A Golden Time to Be an Alumna
Brenda, along with many of the other 1963 graduates and their husbands, intends to return next year for the Golden Reunion of the Class of 1963. “We have actually gone to one another’s reunions,” Brenda explains, given that the “Sisters” graduated in many different years within that decade. She and her husband, Howard Hellams, ’63, attended last year’s 50th reunion to celebrate friends in the Class of 1961 and will be present at May Carolina Alumni Weekend during the weekend of May 10-12, as well.

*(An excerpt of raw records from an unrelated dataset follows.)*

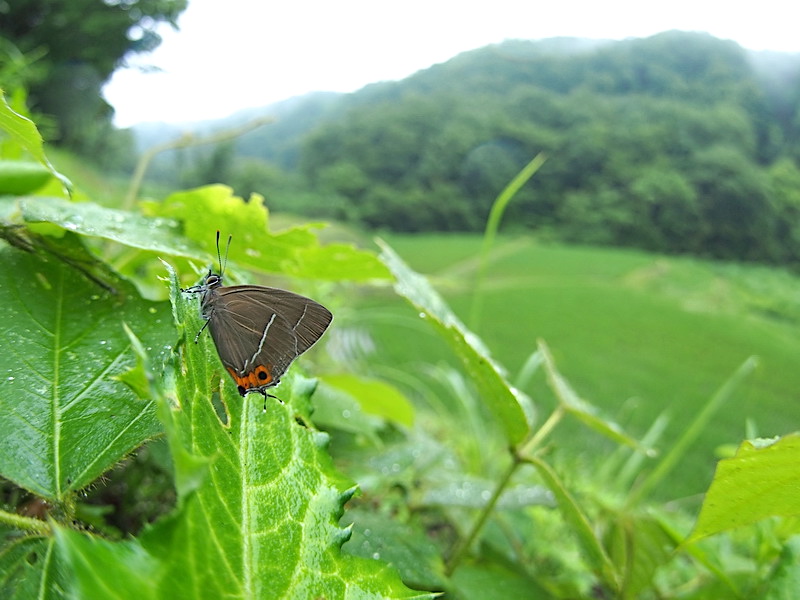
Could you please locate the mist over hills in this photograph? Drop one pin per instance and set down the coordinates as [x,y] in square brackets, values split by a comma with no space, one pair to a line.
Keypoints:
[679,142]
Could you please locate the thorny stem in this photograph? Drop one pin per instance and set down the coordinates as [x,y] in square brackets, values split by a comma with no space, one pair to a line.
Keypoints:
[464,543]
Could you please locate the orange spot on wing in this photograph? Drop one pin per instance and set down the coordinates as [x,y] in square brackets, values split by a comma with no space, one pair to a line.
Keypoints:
[260,377]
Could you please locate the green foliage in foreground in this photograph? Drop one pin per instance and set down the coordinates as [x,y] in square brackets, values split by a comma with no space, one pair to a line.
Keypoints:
[460,492]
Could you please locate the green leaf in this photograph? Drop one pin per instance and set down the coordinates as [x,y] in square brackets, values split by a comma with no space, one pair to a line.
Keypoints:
[261,524]
[491,581]
[90,219]
[504,401]
[405,547]
[27,568]
[580,408]
[375,397]
[759,482]
[19,177]
[295,251]
[64,420]
[639,545]
[24,133]
[577,519]
[785,580]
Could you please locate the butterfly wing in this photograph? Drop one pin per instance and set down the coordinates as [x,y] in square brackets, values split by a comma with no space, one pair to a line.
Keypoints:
[259,331]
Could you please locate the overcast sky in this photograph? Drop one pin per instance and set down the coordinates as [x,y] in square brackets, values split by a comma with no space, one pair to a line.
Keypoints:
[233,54]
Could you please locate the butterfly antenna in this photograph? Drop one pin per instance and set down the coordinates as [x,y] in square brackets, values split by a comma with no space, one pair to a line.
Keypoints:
[223,264]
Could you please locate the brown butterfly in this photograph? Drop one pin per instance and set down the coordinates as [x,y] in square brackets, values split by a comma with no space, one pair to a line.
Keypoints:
[258,331]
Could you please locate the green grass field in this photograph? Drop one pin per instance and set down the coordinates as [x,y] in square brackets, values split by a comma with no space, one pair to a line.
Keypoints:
[636,334]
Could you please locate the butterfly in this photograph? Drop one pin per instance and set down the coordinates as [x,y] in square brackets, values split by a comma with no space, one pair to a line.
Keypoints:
[258,331]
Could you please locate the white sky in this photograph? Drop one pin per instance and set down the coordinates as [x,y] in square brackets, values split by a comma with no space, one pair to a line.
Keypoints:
[233,54]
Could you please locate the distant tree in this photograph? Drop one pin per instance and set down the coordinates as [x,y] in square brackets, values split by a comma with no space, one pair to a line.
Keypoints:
[78,45]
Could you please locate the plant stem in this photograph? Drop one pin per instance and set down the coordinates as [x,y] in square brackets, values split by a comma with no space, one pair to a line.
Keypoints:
[492,225]
[464,543]
[542,432]
[184,141]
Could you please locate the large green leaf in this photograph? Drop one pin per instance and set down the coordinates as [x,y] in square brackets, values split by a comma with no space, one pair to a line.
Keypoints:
[64,420]
[503,399]
[295,251]
[759,482]
[200,213]
[24,133]
[262,523]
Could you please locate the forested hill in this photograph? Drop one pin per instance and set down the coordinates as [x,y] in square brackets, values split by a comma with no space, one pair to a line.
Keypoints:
[679,142]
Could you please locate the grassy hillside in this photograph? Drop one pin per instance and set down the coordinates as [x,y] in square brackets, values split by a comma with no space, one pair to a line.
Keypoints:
[637,334]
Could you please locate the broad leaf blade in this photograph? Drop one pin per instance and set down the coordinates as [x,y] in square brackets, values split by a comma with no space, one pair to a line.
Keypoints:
[759,482]
[263,521]
[295,251]
[24,132]
[504,401]
[64,420]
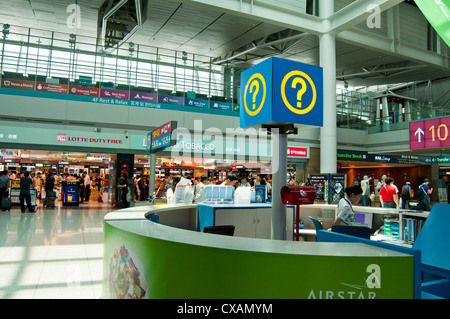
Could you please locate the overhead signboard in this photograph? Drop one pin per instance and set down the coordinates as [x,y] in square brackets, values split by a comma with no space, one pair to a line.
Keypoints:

As for what has prompted Brenda and Howard to continuously renew their membership in My Carolina since the sixties, she cites the communication she receives as the greatest benefit: “I think any investment a graduate makes in the Alumni Association pays off in multiple rewards. The main advantage for us is to be kept in the loop. You don’t have to be a large-gift donor to benefit. I think some people hold back because of that perception—and they shouldn’t.”
Brenda would like to thank all the “Sisters of the Sixties” and Pi Beta Phi alumnae from South Carolina and other colleges and universities who took part in the 2012 events, including Steering Committee Chair Joanne Flowers Duncan, ‘74, My Carolina member; Ann Sanders Cargill; Montez Rion English, ’67, My Carolina member; Patricia Paden Dressler; Virginia Maxwell Grose, ’66, My Carolina member; Pam Barrett Hodnett, ’72; and Ellen Haas Cooper.